Rosemary, Sage and Thyme Chicken
ingredients
- 2 oranges
- 3-4 lb. whole roasting chicken
- 1 tsp. butter
- 1 tsp. each dried thyme leaves and sage leaves
- 1 tsp. salt
- 3 medium-size potatoes, preferably Yukon Gold
- 2 red onions
- 1 lb. peeled butternut squash pieces
- 1 tbsp. olive oil
- 1 1/2 tsp. dried rosemary leaves
directions
- 1
Preheat oven to 400oF. Slice oranges in half. Squeeze out about 1 cup juice. Don’t discard orange peels. Rinse chicken. Pat dry with paper towels. Place in the roasting pan wide enough to hold chicken and vegetables around it. Stuff orange peels into cavity of chicken. Rub butter all over chicken, then sprinkle with thyme, sage, and 1/2 tsp. salt. Roast, breast side up, in center of preheated oven for 30 minutes.
- 2
Meanwhile, cut unpeeled potatoes into quarters. Slice each onion into 6 wedges. Cut squash into bite-size chunks. Place potatoes, onions and squash in a large bowl. Add juice and oil.
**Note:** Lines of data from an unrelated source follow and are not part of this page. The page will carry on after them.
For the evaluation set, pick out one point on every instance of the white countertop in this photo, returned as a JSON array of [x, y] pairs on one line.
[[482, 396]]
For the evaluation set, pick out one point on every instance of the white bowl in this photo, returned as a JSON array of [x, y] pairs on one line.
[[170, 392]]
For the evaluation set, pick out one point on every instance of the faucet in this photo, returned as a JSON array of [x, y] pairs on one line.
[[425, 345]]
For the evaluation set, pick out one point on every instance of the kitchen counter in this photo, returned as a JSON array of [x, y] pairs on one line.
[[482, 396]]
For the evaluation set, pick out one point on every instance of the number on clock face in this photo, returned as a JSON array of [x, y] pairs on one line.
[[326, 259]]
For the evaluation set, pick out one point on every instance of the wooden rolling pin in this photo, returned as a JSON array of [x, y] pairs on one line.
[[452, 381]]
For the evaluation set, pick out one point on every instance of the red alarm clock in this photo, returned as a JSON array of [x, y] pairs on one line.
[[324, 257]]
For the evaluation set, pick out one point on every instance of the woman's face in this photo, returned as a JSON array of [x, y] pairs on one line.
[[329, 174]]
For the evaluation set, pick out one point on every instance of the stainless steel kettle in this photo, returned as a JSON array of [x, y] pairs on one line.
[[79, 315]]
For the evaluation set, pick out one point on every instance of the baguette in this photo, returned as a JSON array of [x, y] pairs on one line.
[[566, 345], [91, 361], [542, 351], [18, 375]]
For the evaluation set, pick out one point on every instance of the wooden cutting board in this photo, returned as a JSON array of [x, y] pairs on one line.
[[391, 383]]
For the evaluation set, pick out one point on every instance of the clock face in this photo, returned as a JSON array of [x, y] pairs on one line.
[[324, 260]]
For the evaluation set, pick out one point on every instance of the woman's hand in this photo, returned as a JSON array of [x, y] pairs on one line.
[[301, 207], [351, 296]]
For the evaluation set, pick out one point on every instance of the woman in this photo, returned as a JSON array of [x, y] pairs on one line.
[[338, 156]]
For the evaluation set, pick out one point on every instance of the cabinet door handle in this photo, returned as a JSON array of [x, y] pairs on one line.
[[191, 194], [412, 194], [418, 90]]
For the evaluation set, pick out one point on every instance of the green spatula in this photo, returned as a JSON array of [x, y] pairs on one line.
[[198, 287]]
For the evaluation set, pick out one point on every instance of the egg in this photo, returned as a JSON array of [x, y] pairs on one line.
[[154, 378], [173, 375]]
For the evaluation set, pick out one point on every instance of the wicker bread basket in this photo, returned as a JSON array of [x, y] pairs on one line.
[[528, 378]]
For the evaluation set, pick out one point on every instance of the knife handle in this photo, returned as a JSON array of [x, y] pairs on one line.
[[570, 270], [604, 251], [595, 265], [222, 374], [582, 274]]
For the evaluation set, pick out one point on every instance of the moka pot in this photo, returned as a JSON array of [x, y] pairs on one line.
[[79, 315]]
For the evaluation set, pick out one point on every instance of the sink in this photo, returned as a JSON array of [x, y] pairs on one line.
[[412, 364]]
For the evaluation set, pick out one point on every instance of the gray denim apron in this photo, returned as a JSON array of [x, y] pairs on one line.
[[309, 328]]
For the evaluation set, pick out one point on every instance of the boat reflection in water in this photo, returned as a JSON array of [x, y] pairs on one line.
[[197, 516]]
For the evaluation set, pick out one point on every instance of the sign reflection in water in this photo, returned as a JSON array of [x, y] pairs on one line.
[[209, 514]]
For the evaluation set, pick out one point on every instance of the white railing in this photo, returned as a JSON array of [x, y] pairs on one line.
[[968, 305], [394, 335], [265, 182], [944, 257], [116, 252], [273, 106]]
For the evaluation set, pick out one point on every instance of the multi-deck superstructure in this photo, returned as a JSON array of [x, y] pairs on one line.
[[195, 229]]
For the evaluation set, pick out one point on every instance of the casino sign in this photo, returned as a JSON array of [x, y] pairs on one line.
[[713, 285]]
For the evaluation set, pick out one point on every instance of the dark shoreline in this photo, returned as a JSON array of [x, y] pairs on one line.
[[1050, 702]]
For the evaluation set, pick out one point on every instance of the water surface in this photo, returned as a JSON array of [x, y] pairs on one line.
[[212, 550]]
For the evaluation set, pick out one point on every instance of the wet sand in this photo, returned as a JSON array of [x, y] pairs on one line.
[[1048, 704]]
Sprinkle with rosemary and remaining 1/2 tsp. salt. Stir until evenly coated.
- 3
Once chicken has roasted 30 minutes. Remove from oven. Baste with any pan juices. Tumble vegetables and marinade into pan around chicken and spread out. Return to oven. Roast, uncovered, until a meat thermometer inserted into thigh reads 170oF, 45 minutes to 1 hour. Stir vegetable halfway through cooking. If chicken skin brown too quickly, loosely cover chicken with foil. If pan juices start to burn, add a little water. After removing pan from oven, let stand 10 minutes before slicing chicken and serving with vegetables and pan juice.